Investors Phyllis Molchatsky, a disabled retiree, and Dr. Steven Schneider, filed the lawsuit in U.S. District Court in Manhattan.
The lawsuit said the SEC had ''countless opportunities to stop the Ponzi scheme Madoff operated over 16 years, and botched all of them.'' The lawsuit said the SEC directly caused the investors to lose their investment.
SEC spokesman John Heine said Wednesday that the SEC would contest the lawsuit.
''Based on our initial understanding of the matter, we believe there is no merit to the complaint,'' he said.
Attorney Howard R. Elisofon, representing Molchatsky and Schneider, said the lawsuit was the first lawsuit filed on behalf of Madoff investors against the SEC.

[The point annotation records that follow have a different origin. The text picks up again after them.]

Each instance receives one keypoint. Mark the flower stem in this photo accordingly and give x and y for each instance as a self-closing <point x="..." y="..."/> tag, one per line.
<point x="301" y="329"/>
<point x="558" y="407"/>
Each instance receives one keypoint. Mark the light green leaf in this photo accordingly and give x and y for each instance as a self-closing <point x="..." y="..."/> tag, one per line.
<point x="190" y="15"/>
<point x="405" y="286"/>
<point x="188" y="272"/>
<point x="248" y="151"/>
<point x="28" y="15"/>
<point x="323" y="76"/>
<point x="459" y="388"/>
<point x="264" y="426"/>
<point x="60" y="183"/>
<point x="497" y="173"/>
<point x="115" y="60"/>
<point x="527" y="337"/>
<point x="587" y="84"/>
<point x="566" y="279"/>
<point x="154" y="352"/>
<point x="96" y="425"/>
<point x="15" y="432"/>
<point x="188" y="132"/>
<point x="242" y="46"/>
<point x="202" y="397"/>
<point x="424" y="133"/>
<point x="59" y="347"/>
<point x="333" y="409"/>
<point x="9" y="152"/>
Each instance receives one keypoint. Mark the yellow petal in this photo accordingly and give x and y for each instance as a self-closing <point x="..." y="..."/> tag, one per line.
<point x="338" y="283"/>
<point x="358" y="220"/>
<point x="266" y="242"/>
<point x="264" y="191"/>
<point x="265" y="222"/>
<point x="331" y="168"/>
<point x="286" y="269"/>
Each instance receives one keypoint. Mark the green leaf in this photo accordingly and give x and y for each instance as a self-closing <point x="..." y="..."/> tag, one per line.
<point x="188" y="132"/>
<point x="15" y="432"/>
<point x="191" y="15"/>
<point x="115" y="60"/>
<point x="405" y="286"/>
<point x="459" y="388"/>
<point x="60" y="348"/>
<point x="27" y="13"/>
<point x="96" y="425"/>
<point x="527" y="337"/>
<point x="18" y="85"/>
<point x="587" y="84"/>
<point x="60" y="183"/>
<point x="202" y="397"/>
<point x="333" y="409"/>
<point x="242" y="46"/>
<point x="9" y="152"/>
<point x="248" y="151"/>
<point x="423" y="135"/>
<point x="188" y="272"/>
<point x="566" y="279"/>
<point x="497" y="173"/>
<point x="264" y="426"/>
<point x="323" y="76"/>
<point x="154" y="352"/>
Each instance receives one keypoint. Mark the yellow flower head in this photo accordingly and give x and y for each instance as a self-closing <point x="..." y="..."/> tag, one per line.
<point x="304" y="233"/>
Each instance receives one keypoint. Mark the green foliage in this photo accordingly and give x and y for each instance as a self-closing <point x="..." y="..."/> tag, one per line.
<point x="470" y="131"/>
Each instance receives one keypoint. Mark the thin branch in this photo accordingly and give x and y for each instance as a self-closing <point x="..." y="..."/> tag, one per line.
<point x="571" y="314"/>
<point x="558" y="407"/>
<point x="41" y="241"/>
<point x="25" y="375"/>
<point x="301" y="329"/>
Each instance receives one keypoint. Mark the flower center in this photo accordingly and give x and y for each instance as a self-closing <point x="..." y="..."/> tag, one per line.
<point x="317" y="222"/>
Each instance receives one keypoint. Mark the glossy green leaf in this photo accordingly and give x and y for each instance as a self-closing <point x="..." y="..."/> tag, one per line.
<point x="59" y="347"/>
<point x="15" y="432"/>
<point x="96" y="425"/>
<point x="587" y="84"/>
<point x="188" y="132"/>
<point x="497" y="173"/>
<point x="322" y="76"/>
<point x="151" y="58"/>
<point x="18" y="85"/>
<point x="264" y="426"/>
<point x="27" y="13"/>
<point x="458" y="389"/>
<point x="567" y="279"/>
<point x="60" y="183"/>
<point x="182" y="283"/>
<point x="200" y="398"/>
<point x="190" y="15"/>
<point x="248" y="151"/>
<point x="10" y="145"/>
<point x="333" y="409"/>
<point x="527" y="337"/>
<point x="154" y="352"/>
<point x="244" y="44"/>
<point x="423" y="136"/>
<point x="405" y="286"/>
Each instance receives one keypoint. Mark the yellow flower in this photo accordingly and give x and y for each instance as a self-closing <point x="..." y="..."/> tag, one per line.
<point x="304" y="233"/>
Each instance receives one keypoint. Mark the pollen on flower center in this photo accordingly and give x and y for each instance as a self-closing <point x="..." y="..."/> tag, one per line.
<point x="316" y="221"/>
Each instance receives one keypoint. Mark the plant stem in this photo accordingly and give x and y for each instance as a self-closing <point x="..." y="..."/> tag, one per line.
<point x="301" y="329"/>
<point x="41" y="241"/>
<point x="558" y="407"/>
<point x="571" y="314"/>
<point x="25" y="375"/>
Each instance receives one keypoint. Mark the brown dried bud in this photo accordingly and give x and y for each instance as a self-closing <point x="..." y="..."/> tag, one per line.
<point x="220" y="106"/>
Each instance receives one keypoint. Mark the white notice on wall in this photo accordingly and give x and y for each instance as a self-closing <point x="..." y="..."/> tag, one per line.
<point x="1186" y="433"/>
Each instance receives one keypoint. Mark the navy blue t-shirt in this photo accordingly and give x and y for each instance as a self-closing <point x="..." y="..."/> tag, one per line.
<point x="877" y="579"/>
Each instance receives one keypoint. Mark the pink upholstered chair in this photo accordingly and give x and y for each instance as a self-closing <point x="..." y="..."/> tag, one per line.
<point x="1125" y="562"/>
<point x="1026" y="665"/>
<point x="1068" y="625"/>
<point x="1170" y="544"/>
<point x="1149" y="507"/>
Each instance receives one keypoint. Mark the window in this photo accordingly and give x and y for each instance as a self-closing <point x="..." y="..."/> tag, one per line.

''Instead of watching the backs of Ms. Molchatsky and Dr. Schneider and the backs of the other investors, the SEC -- through its negligence -- was effectively watching Bernie Madoff's back,'' Elisofon said in a statement. ''Now it is time for the SEC to be held accountable and for the federal government to do what the law says it must do: compensate the victims for its negligence.''
The SEC has faced heavy criticism for not discovering the multibillion-dollar fraud since it was revealed last December, when Madoff was arrested after confessing the fraud to his sons. He is serving a 150-year prison sentence after pleading guilty to fraud charges.